Harga Emas Dunia Melemah ke 4.557 Dollar AS per Ons 15 Mei 2026

Harga Emas Dunia Melemah ke 4.557 Dollar AS per Ons 15 Mei 2026
Foto: Ilustrasi Harga Emas Dunia Melemah ke 4.557 Dollar AS per Ons 15 Mei 2026.

Harga emas di pasar dunia mengalami penurunan dalam satu pekan terakhir. Komoditas ini tertekan oleh penguatan mata uang dollar Amerika Serikat (AS), peningkatan imbal hasil obligasi, serta kecemasan pasar terhadap inflasi global yang dipicu oleh konflik di Timur Tengah.

Satu pekan ini, harga emas di pasar spot mencatatkan penurunan sebesar 2,5 persen seperti dikutip dari Money. Pada penutupan perdagangan akhir pekan, Jumat (15/5/2026) waktu setempat, harga logam mulia tersebut menyentuh angka 4.557,61 dollar AS per ons.

Nilai tersebut menjadi rekor terendah sejak tanggal 4 Mei 2026, sebelum akhirnya perdagangan ditutup dengan pelemahan sebesar 2 persen. Penurunan ini mencerminkan dinamika pasar global yang sedang bergejolak.

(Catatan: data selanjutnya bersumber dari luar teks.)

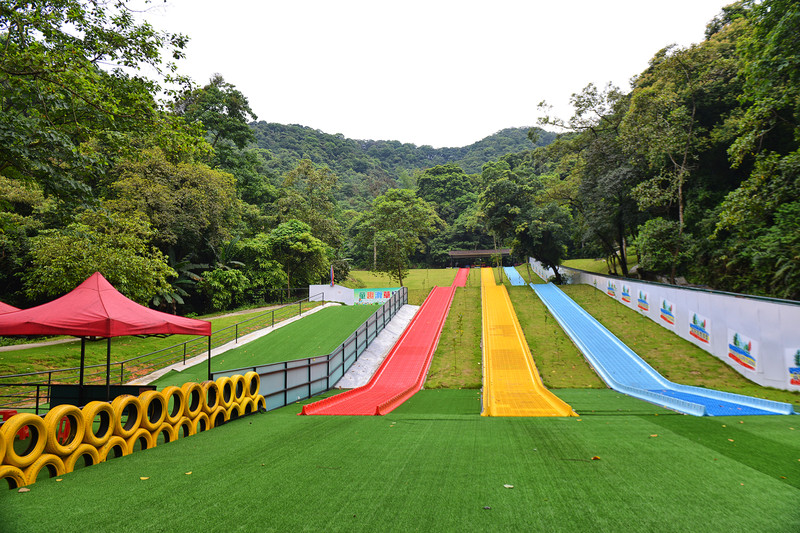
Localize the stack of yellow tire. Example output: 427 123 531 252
0 372 266 488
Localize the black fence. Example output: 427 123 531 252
213 287 408 410
0 289 322 414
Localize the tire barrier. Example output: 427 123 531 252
81 402 114 449
22 450 64 485
200 381 219 416
152 422 178 446
225 402 239 420
181 383 203 419
125 428 156 453
0 465 28 489
0 413 47 466
253 394 267 411
192 413 211 435
111 394 142 440
244 370 261 398
175 416 194 439
208 406 228 429
239 398 256 416
217 376 234 409
0 372 266 489
44 405 85 456
231 374 247 403
161 386 186 426
139 390 167 433
64 443 100 474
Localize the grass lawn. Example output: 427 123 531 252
152 304 380 389
0 390 800 533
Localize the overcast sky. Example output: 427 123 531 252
144 0 731 148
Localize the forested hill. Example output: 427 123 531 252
251 121 555 181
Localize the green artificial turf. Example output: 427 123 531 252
0 390 800 533
152 304 380 389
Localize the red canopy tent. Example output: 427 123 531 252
0 302 19 315
0 272 211 402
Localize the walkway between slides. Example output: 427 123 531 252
531 283 794 416
481 268 575 416
301 268 469 415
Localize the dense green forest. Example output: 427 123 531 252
0 0 800 314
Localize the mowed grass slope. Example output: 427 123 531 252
0 390 800 533
152 304 380 389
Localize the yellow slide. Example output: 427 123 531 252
481 268 576 416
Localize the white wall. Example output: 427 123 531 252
530 259 800 390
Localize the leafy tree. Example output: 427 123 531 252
24 210 177 305
266 220 330 295
108 149 241 257
275 159 343 248
359 189 444 287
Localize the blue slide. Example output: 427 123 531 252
503 267 527 287
531 283 794 416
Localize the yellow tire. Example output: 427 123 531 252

Kondisi serupa terjadi pada kontrak emas berjangka AS untuk masa pengiriman Juni yang melemah sebesar 2,7 persen. Instrumen investasi tersebut mengakhiri sesi perdagangan di posisi 4.561,90 dollar AS per ons.

Daya tarik emas sebagai aset yang tidak memberikan imbal hasil menjadi berkurang di mata para pelaku pasar. Hal ini disebabkan oleh posisi dollar AS yang menguat dan tingkat imbal hasil obligasi pemerintah AS yang berada di level tertinggi dalam hampir setahun terakhir.

"Terjadi aksi jual di pasar logam mulia karena beberapa faktor. Dollar menguat cukup signifikan, dan kita juga melihat kenaikan imbal hasil obligasi, tidak hanya di AS tetapi juga secara global," kata analis Marex, Edward Meir.

Meningkatnya nilai mata uang dollar AS membuat investasi emas menjadi lebih mahal bagi para pemilik modal yang menggunakan mata uang lain. Dampaknya, minat para investor terhadap logam kuning ini mengalami penurunan yang cukup signifikan.

Kekhawatiran mengenai inflasi dunia juga dipicu oleh situasi geopolitik di Timur Tengah yang belum mereda. Perang antara AS dan Iran memicu lonjakan harga minyak mentah hingga melampaui 40 persen sejak awal konflik pada akhir Februari 2026.

Tekanan inflasi yang meninggi biasanya direspons oleh bank sentral dengan menaikkan tingkat suku bunga acuan. Kebijakan moneter tersebut berpotensi semakin menekan posisi emas di pasar finansial karena statusnya sebagai aset tanpa imbal hasil.

Mengenai situasi politik global, Presiden AS Donald Trump menyatakan bahwa dirinya semakin kehilangan kesabaran terhadap pihak Iran. Di saat yang sama, perhatian para pelaku pasar juga tertuju pada arah kebijakan moneter bank sentral AS, Federal Reserve (The Fed).

Data dari CME FedWatch Tool menunjukkan bahwa pelaku pasar saat ini mulai memangkas perkiraan terhadap penurunan suku bunga The Fed pada tahun ini. Bahkan, di kalangan investor kini muncul prediksi mengenai kemungkinan kenaikan suku bunga acuan lebih lanjut.

Tren penurunan harga ini tidak hanya melanda komoditas emas, melainkan juga berimbas pada sektor logam mulia lainnya. Harga perak di pasar spot tercatat merosot tajam sebesar 7,7 persen menjadi 77,07 dollar AS per ons pada akhir pekan lalu.

"perak sedang berada dalam kondisi jenuh beli sehingga membutuhkan koreksi," sebut analis StoneX, Rhona OÔÇÖConnell.

Komoditas perak tersebut sempat mengalami kejatuhan nilai hingga 9 persen dalam kurun waktu satu hari perdagangan. Catatan tersebut menjadi kinerja harian paling buruk bagi pasar perak sejak tanggal 3 Maret 2026.